Republic V. Bagtas (1962)


 G.R. No. L-17474 October 25, 1962
Laws Applicable: Commodatum

Lessons Applicable:

FACTS:

 May 8, 1948: Jose V. Bagtas borrowed from the Republic of the Philippines through the
Bureau of Animal Industry three bulls: a Red Sindhi with a book value of P1,176.46, a Bhagnari,
of P1,320.56 and a Sahiniwal, of P744.46, for a period of 1 year for breeding purposes subject to
a breeding fee of 10% of the book value of the bulls
 May 7, 1949: Jose requested for a renewal for another year for the three bulls but only one
bull was approved while the others are to be returned
 March 25, 1950: He wrote to the Director of Animal Industry that he would pay the value of
the 3 bulls
 October 17, 1950: he reiterated his desire to buy them at a value with a deduction of yearly
depreciation to be approved by the Auditor General.
 October 19, 1950: Director of Animal Industry advised him that either the 3 bulls are to be
returned or their book value without deductions should be paid not later than October 31, 1950
which he was not able to do
 December 20, 1950: An action at the CFI was commenced against Jose praying that he be
ordered to return the 3 bulls or to pay their book value of P3,241.45 and the unpaid breeding fee
of P199.62, both with interests, and costs
 July 5, 1951: Jose V. Bagtas, through counsel Navarro, Rosete and Manalo, answered that
because of the bad peace and order situation in Cagayan Valley, particularly in the barrio of
Baggao, and of the pending appeal he had taken to the Secretary of Agriculture and Natural
Resources and the President of the Philippines, he could not return the animals nor pay their
value and prayed for the dismissal of the complaint.
 RTC: granted the action
 December 1958: granted an ex-parte motion for the appointment of a special sheriff to serve
the writ outside Manila
 December 6, 1958: Felicidad M. Bagtas, the surviving spouse of Jose who died on October
23, 1951 and administratrix of his estate, was notified
 January 7, 1959: she file a motion that the 2 bulls where returned by his son on June 26,
1952 evidenced by recipt and the 3rd bull died from gunshot wound inflicted during a Huk raid
and prayed that the writ of execution be quashed and that a writ of preliminary injunction be
issued. 
ISSUE: W/N the contract is commodatum and NOT a lease and the estate should be liable for the
loss due to force majeure due to delay.
HELD: YES. writ of execution appealed from is set aside, without pronouncement as to costs

 If contract was commodatum then Bureau of Animal Industry retained ownership or title to


the bull it should suffer its loss due to force majeure.
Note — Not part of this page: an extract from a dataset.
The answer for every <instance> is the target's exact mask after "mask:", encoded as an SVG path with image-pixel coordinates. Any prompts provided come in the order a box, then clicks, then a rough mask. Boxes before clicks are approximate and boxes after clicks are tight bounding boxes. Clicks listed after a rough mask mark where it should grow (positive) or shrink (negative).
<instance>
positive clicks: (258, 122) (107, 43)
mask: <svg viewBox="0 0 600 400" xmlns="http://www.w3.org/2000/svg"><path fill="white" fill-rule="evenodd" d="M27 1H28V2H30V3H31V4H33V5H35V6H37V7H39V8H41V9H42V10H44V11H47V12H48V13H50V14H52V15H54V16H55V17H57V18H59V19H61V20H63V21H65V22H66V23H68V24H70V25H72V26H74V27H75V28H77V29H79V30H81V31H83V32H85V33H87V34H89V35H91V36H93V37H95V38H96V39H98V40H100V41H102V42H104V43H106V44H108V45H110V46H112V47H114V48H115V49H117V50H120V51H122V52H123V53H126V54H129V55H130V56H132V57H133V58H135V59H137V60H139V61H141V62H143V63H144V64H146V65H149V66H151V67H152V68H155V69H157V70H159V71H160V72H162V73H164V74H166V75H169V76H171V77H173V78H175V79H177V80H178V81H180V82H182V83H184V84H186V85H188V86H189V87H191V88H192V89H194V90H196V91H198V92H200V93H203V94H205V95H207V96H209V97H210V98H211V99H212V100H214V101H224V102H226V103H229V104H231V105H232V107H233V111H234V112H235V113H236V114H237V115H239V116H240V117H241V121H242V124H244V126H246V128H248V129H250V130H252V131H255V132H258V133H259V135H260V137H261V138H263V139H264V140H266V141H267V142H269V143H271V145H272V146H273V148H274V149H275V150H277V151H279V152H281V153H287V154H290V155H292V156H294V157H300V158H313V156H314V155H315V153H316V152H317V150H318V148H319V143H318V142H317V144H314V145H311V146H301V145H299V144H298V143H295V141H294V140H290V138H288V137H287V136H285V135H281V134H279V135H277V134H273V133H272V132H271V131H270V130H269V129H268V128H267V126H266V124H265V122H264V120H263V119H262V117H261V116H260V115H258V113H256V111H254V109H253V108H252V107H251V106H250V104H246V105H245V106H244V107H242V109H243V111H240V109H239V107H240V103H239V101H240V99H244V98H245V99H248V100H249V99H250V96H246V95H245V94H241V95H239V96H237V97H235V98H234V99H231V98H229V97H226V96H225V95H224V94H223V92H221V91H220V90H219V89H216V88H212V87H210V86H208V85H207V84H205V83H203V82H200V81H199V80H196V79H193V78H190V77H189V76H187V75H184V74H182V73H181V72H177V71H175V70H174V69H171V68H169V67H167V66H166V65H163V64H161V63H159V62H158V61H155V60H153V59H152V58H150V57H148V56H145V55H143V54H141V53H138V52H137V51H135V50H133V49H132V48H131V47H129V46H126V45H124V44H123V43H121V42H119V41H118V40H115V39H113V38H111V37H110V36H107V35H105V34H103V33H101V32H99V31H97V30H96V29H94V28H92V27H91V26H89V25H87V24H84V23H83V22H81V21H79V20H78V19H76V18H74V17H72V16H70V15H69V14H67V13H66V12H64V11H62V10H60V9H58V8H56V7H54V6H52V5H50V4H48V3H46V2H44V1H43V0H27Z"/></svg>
A contract of commodatum is essentially
gratuitous.  If the breeding fee be considered a compensation, then the contract would be a
lease of the bull. Under article 1671 of the Civil Code the lessee would be subject to the
responsibilities of a possessor in bad faith, because she had continued possession of the bull
after the expiry of the contract.  And even if the contract be commodatum, still the appellant is
liable if he keeps it longer than the period stipulated
 the estate of the late defendant is only liable for the sum of P859.63, the value of the bull
which has not been returned because it was killed while in the custody of the administratrix of his
estate
 Special proceedings for the administration and settlement of the estate of the deceased Jose
V. Bagtas having been instituted in the CFI, the money judgment rendered in favor of the
appellee cannot be enforced by means of a writ of execution but must be presented to the
probate court for payment by the appellant, the administratrix appointed by the court.